Si nous acceptons d'être pragmatiques sur cette question, nous devrions nous attendre à une relance économique pour les Émirats arabes unis et Israël. En effet, selon le ministre israélien du renseignement Eli Cohen, "dans trois à cinq ans, la balance commerciale entre les Emirats et [Israël] pourrait atteindre 4 milliards de dollars".
Je me demande pourquoi il a été laissé au ministre du renseignement d'annoncer de telles nouvelles économiques. En tout cas, comparons cette balance commerciale avec les chiffres entre les EAU et l'Iran voisin, par exemple. Elle est supérieure à 13,5 milliards de dollars. Il est clair qu'il y a autre chose que l'argent qui fait parler.
Selon un certain nombre d'analystes, la normalisation est essentielle si l'on veut que les dirigeants actuels d'Israël et des États-Unis soient réélus. En Israël, le Premier ministre Benjamin Netanyahu a été inculpé pour fraude et corruption. Les manifestants sont descendus dans les rues d'Israël pour protester contre la gestion de l'économie par Netanyahou et la pandémie de Covid-19, au point que le pays pourrait être confronté à de nouvelles élections générales. Trump, quant à lui, préside un fiasco après l'autre : la gestion désastreuse de la pandémie par son administration ; le racisme ouvert et la violence raciste dans les rues ; et les manifestations de masse contre la brutalité policière. La normalisation n'a qu'un seul but en ce qui concerne Nétanyahou et Trump : augmenter leurs chances de succès électoral.
D'autres analystes considèrent que les accords de "paix" visent à menacer la sécurité et la stabilité du Moyen-Orient. Des pays comme les EAU et le Bahreïn, selon les commentateurs, n'ont "aucune importance géopolitique" mais sont voisins de l'Iran. Cela pourrait, selon eux, conduire à une plus grande tension dans la région.

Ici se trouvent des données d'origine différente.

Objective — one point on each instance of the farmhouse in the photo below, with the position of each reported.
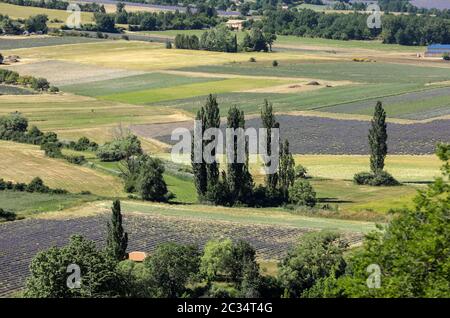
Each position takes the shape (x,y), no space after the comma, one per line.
(235,24)
(437,49)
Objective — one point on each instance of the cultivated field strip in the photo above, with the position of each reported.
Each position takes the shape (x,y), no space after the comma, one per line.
(319,135)
(66,73)
(11,44)
(21,240)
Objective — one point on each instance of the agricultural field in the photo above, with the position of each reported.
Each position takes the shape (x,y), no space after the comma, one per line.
(147,225)
(25,204)
(21,163)
(21,12)
(323,93)
(11,43)
(327,135)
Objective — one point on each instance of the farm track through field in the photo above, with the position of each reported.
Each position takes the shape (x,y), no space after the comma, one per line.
(66,73)
(12,43)
(320,135)
(21,240)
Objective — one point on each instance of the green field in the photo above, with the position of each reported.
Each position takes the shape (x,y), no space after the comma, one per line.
(248,215)
(296,41)
(11,44)
(368,72)
(72,112)
(320,100)
(352,44)
(131,84)
(25,204)
(191,90)
(22,12)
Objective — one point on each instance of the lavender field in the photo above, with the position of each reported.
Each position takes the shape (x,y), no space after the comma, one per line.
(318,135)
(21,240)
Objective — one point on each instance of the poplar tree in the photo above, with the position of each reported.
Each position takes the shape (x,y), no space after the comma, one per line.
(239,179)
(199,169)
(269,122)
(117,239)
(212,120)
(377,139)
(286,170)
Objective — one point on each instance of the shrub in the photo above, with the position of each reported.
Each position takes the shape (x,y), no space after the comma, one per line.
(120,149)
(363,178)
(83,144)
(150,181)
(381,178)
(171,267)
(302,193)
(215,258)
(217,291)
(37,185)
(78,160)
(225,259)
(7,216)
(48,272)
(40,84)
(316,256)
(300,172)
(52,149)
(54,89)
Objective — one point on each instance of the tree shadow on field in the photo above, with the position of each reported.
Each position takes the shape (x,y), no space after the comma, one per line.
(333,200)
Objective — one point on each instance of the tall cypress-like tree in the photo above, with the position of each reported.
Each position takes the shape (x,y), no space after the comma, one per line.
(286,170)
(212,120)
(378,139)
(269,122)
(239,179)
(117,239)
(199,169)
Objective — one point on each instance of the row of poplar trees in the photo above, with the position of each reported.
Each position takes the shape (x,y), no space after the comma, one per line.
(234,184)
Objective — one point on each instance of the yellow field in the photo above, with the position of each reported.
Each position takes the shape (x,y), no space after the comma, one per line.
(406,168)
(20,12)
(75,116)
(21,163)
(144,56)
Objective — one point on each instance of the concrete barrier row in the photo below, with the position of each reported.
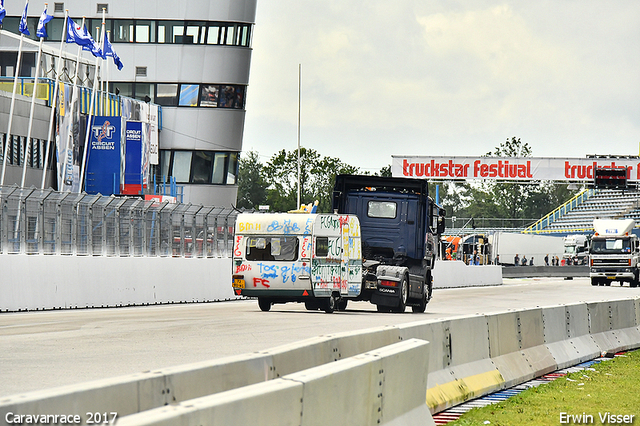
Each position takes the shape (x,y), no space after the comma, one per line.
(384,386)
(468,357)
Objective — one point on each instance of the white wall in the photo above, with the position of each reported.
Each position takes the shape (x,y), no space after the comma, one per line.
(454,273)
(53,282)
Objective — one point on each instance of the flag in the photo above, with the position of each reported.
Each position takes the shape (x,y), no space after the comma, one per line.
(80,36)
(108,51)
(2,11)
(23,28)
(44,18)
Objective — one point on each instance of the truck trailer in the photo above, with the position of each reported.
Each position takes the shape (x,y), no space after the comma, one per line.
(506,245)
(380,245)
(614,254)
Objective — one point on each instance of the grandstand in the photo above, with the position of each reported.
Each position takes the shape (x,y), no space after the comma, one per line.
(574,216)
(577,215)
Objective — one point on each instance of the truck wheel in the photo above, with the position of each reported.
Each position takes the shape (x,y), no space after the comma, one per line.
(265,304)
(311,305)
(342,304)
(329,305)
(404,294)
(426,295)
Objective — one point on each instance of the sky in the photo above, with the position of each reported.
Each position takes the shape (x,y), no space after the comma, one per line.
(444,78)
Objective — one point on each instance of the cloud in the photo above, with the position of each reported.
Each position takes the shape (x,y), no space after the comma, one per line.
(456,77)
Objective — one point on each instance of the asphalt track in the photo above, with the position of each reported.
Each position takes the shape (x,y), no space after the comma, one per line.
(40,350)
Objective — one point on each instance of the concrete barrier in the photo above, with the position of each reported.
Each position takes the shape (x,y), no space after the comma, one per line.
(379,387)
(545,271)
(454,273)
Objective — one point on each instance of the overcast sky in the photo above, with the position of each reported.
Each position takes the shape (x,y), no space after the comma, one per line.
(444,77)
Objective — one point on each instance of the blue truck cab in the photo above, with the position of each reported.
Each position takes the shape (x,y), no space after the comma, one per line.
(400,227)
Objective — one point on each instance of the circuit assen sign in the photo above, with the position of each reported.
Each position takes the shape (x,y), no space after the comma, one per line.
(505,168)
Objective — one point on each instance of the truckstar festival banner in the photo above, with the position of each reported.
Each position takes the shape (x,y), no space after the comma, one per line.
(504,168)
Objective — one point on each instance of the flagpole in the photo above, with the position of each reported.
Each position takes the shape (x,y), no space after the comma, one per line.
(53,102)
(33,100)
(299,87)
(93,98)
(33,104)
(74,101)
(13,102)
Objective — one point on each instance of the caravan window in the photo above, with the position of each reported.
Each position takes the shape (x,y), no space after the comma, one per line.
(385,209)
(272,248)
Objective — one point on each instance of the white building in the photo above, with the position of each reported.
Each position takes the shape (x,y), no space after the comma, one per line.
(191,57)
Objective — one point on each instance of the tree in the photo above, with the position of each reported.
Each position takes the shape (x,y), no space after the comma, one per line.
(317,177)
(252,188)
(510,198)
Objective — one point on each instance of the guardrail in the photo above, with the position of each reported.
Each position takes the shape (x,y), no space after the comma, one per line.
(468,357)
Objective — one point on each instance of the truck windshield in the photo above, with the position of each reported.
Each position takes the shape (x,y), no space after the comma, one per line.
(611,245)
(272,248)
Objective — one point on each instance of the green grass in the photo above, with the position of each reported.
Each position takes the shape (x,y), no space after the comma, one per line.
(609,386)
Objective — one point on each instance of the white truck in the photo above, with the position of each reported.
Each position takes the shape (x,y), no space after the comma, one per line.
(379,246)
(297,257)
(576,249)
(614,254)
(506,245)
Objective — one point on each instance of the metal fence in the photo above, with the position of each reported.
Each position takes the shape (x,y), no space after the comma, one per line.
(34,221)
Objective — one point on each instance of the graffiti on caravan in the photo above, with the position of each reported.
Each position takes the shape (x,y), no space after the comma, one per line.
(505,168)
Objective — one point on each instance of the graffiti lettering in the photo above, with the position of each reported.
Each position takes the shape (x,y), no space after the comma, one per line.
(261,281)
(243,268)
(237,252)
(248,226)
(268,271)
(328,222)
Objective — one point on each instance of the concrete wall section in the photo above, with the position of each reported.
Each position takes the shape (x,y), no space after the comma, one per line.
(469,357)
(379,387)
(54,282)
(454,273)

Enfin, en quoi la normalisation profite-t-elle aux Palestiniens ? Sont-ils censés attendre les fruits de la paix de ces accords ? Indépendamment de leurs affiliations politiques, tous les Palestiniens ont rejeté et dénoncé la normalisation, même ceux qui s'en tiennent au "processus de paix" depuis Oslo, y compris le président palestinien Mahmoud Abbas et le Fatah, la qualifiant de "trahison".
D'autres factions palestiniennes, dont le Hamas et le Jihad islamique, ont qualifié les derniers accords de normalisation de "récompense pour les criminels israéliens et leurs crimes".
Une solution juste à la question palestinienne ne peut être obtenue par le raccourci de la normalisation entre les États arabes et Israël. Le peuple de la Palestine occupée est le seul à pouvoir décider de son propre destin, personne d'autre.